The targets died. Fixed to each of the Wolf’s upper forearms was a semiautomatic ten-gauge shotgun firing shells packed with poison flechettes. Reese had more deadly equipment available— a small grenade launcher on the left lower forearm, and a submachine gun on the right, gas projectors on her chest— but the op plan was to kill the targets without taking a chance on disturbing any of the valuable equipment or experiments.
Dollops of blood streamed into the near-weightlessness, turning into crimson spheres. A man and a woman, the latter holding some kind of homemade beam weapon she hadn’t got the chance to fire, were slowly flying backward toward the sprayed grey plastic walls, their hearts and lungs punctured by a dozen flechettes each. Their faces were frozen in slow-gathering horror at the sight of the Wolf. Reese tried to move, then hit the wall again. She realized the shrapnel had jammed one of her maneuvering jets full on. Her wetware wove routines to compensate, then she leaped past the dying pair and through an open doorway.
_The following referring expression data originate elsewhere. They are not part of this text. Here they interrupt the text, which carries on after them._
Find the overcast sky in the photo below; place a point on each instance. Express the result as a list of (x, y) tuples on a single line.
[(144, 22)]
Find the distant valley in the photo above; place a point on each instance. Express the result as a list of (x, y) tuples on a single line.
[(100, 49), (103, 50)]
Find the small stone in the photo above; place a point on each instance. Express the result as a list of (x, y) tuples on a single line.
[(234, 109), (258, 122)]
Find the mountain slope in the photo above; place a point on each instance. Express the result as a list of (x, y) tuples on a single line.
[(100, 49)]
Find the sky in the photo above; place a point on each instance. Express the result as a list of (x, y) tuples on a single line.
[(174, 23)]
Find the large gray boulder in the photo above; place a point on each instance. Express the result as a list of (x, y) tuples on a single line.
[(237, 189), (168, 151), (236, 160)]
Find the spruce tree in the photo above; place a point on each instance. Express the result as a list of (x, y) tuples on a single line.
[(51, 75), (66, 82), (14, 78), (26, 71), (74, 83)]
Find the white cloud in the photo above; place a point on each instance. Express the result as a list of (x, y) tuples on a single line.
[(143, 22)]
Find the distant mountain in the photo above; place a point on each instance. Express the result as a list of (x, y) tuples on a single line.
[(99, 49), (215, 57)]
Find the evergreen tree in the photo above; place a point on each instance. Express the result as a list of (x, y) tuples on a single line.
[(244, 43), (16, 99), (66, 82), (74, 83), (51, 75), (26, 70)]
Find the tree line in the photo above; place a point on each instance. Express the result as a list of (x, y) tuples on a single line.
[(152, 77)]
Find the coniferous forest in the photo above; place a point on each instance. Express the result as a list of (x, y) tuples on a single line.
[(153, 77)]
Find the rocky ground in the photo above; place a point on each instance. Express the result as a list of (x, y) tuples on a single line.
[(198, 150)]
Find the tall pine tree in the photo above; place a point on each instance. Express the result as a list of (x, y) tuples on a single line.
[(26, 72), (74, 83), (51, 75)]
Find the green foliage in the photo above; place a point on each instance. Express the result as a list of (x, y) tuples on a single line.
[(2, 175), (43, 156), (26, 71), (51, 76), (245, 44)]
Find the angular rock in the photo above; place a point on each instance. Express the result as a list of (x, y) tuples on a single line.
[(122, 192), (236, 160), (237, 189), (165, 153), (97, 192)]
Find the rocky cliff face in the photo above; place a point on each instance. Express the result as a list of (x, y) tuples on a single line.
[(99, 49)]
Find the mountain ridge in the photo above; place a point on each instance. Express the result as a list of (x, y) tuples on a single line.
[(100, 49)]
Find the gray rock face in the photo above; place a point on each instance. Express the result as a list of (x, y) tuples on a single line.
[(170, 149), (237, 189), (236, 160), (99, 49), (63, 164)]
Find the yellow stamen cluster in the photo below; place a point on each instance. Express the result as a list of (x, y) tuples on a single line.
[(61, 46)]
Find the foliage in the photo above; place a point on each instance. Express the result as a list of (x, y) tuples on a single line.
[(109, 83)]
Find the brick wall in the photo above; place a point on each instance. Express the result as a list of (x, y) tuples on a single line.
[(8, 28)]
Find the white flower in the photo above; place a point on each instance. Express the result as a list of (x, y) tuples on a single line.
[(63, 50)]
No one was in the next series of partitioned rooms, the crew quarters. These people were incredibly naive, she thought, hiding out next to an airlock they knew was going to be blown and not even getting into vac suits. They should have put the claymore on the interior hatch door, not inside the station itself.
Maybe they couldn’t face going into where they’d put the crew they’d killed. These weren’t professionals, they were a bunch of eggheads who hadn’t known what they were getting into when they signed their declaration of independence from a policorp that could not even afford to acknowledge their existence.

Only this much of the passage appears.